MLO is lookin good!

Aug. 1, 2011

Author P.J. O'Rourke spoke at a writers' conference I once attended in Cashiers, NC. His sharp wit serves his writing and his conversation: “Always read something that will make you look good if you die in the middle of it.” MLO fits that category and would make anyone caught in that circumstance look real good ….” Why? Because its content is based on topics offered by its many “laboratory-ing” readers. As we prepare MLO's editorial calendar, all suggestions shared in readers' surveys are joined with those from editorial and sales staffs as well as the editorial advisory board, and MLO's owners and publishers. The “ed cal” is made from those topics, deemed to be the “most likely to be read” by MLO's readers.

After the public unveiling of next year's slew of topics, the editorial staff searches for authors, contributors, interviewers, scholars, and experts from various medical lab departments and/or from among industry vendors. Often, we find contributors from universities and public health organizations. Our goal is to bring MLO readers the caliber of contributors whose information helps lab staff make management decisions, improve lab-testing capabilities, and learn about up-to-the-minute lab news from its articles, columns, product announcements, and from varied lab-related viewpoints contributed by interested government, industry, and expert commentators.

MLO continues to provide readers with peer-reviewed continuing education, clinical issues, and lab management articles, all of which are introduced into the National Institutes of Health's PubMed. Working with the dean and faculty of the College of Health and Human Sciences at Northern Illinois University in DeKalb, IL, we offer MLO readers monthly P.A.C.E.-accredited CE tests based on cover story topics — a convenient testing activity to help readers earn credits in order to remain licensed.

MLO added special feature, education and training, and current buzz sections where, last year alone, experts of all medical lab stripes have addressed a wide range of lab-specific topics: blood banking, outreach, HAIs, hepatitis and STDs, EMRs, POLs and reference labs, phlebotomy, infectious diseases, automation, pharmacogenomics, mass spectrometry. MLO readers benefit through our eNewsletter, LABline, where, often, print material overflow is published, along with other current lab news. Readers, including our student and international ones, can receive LABline e-news and MLO's digital edition via e-mail, and they can consult our website for up-to-the-minute medical laboratory news.

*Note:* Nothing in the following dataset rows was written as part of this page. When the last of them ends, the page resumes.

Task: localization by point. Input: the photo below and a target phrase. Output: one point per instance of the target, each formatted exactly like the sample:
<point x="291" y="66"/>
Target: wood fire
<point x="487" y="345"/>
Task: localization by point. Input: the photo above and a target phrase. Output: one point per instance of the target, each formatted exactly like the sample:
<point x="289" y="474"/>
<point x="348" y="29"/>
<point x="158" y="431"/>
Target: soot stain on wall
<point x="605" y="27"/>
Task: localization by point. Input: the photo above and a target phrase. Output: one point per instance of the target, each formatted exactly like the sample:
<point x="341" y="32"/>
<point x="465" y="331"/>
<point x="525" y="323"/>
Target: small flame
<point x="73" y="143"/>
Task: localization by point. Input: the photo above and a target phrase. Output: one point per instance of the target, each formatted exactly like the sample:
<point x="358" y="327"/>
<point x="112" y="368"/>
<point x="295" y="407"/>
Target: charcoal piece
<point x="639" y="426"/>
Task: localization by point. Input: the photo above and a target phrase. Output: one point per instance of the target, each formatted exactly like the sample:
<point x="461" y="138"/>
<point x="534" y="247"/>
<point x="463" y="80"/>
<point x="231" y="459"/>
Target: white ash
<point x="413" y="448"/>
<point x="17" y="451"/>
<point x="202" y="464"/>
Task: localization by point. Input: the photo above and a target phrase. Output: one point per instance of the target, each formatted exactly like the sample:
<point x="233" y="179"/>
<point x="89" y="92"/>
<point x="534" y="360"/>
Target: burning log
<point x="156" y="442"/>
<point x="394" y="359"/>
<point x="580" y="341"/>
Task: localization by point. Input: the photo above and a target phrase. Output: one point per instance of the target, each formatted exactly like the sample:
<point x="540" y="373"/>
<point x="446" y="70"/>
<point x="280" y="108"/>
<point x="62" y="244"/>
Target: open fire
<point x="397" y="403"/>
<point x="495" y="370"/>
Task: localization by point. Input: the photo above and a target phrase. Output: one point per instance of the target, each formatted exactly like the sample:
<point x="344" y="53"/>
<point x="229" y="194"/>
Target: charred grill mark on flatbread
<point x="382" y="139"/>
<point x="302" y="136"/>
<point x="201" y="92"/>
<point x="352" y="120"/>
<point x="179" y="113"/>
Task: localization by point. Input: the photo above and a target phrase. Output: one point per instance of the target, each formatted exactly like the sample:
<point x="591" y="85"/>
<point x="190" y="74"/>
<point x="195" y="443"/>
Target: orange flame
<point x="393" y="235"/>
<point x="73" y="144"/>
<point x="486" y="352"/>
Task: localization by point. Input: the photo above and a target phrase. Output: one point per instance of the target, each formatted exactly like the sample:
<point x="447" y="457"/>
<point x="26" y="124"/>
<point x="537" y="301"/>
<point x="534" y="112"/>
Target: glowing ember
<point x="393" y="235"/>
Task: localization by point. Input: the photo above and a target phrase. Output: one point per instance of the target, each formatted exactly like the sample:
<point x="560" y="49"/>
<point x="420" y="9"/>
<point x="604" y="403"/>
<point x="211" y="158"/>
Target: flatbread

In each of MLO's iterations, we attempt to include as many topics as we can fit into our allotted space. The pages of MLO are, to us, our “real estate”; each month, we are guided by myriad reasons why a particular topic is not published. Sometimes, topics of interest to MLO readers (like coding, for example) might not be covered often since another publication in the lab-market niche may focus strictly on that topic. Sometimes, topics of interest to “big city labs” with “highfalutin'” equipment may not hold one iota of interest for a small rural lab that is still doing parts of its testing work manually. We try, thus, to create a balance between high-end reference and hospital laboratories and small privately owned laboratories. Let us know if we are getting it right!

And now, a new challenge: Making MLO the “publication of very last choice” for those readers who buy into P.J. O'Rourke's philosophy of “looking good.” Personally, my most recent copy is always right on the pillow waiting for me. And in the car. And on the porch. After all, one needs the appropriate props in the most promising places for that inevitable “ending” … and I plan on looking real good when mine arrives.